Однажды, при случае, Гиммлер и Геринг прямо пожаловались фюреру, что Шауб злоупотребляет своим статусом. Уже хотя бы тем и злоупотребляет, что постоянно, к месту и не к месту, напоминает о нем, при этом свысока относится ко многим другим высокопоставленным чинам рейха. И были неприятно удивлены, когда Гитлер неожиданно резко ответил: «Шауб имеет на это право. Он назвал себя личным адъютантом фюрера еще тогда, когда мир даже не догадывался о появлении этого самого… фюрера; когда многие высокопоставленные чины рейха еще были никем, и в большинстве своем выступали против нашего национал-социалистского движения».
После того как Шаубу передали эти слова Гитлера, он еще чаще стал пользоваться своей излюбленной фразой, однако при этом жесточайше преследовал каждого, кто хотя бы случайно, без всякого злого умысла, как сейчас — Зонбах, пытались напоминать ему о должности.
Особенно часто напоминания о том, кто он такой, удостаивались с той поры именно Геринг и Гиммлер.

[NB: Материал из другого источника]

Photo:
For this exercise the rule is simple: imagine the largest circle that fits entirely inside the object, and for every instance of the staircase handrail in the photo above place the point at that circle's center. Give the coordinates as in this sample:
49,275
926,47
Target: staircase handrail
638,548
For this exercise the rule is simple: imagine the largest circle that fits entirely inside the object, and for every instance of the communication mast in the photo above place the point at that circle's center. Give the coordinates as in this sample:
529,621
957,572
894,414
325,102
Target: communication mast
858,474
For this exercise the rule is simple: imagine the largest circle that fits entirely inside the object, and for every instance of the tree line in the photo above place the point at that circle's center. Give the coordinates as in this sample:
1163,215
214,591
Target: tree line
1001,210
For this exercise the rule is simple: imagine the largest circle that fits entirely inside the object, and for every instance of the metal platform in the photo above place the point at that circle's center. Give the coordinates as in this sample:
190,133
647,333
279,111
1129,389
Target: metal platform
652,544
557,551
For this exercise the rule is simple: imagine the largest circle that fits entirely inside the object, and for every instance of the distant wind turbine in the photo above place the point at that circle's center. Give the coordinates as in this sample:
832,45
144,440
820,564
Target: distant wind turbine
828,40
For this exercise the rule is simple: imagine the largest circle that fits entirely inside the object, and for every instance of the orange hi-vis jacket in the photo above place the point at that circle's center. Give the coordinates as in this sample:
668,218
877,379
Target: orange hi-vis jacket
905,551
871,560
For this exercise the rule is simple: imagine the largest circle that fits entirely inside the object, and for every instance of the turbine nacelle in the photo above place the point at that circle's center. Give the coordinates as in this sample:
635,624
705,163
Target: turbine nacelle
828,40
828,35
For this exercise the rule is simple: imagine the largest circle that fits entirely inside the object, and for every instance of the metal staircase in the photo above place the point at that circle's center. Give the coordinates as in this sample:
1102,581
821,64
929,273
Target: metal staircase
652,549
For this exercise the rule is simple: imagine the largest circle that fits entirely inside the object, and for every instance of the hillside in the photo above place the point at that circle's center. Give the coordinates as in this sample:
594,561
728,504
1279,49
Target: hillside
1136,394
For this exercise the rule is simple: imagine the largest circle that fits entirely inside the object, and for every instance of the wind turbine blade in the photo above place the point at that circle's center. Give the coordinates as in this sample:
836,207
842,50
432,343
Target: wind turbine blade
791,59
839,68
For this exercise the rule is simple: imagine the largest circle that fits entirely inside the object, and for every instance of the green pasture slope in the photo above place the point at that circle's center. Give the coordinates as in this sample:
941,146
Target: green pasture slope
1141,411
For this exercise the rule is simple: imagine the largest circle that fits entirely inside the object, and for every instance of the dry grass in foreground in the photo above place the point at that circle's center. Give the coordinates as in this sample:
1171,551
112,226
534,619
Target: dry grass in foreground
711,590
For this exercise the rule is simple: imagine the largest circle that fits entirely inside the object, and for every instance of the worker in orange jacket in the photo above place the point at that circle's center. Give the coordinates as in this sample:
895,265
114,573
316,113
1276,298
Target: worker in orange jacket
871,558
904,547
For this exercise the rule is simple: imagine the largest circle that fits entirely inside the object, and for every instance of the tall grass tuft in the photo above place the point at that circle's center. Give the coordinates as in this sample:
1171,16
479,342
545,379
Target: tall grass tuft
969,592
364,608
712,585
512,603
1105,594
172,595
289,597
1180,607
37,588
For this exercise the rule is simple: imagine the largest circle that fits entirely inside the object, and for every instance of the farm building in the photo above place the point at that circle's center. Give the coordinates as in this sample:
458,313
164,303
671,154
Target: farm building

Адъютант явно злоупотреблял этим в общениях с ними. Да и в том, что сразу после их злополучной жалобы отношение фюрера к этим «высшим чинам» стало резко ухудшаться, тоже была «заслуга» Шауба, который, пользуясь, как шеф адъютантов
[84]
, своей исключительной доступностью к фюреру, поставлял ему всю необходимую для таких осложнений информацию. И даже попытка примирения, к которой Гиммлер прибег, наградив Шауба какой-то странной, им самой выдуманной наградой — «Почетной саблей рейхсфюрера СС», ни к чему не привела.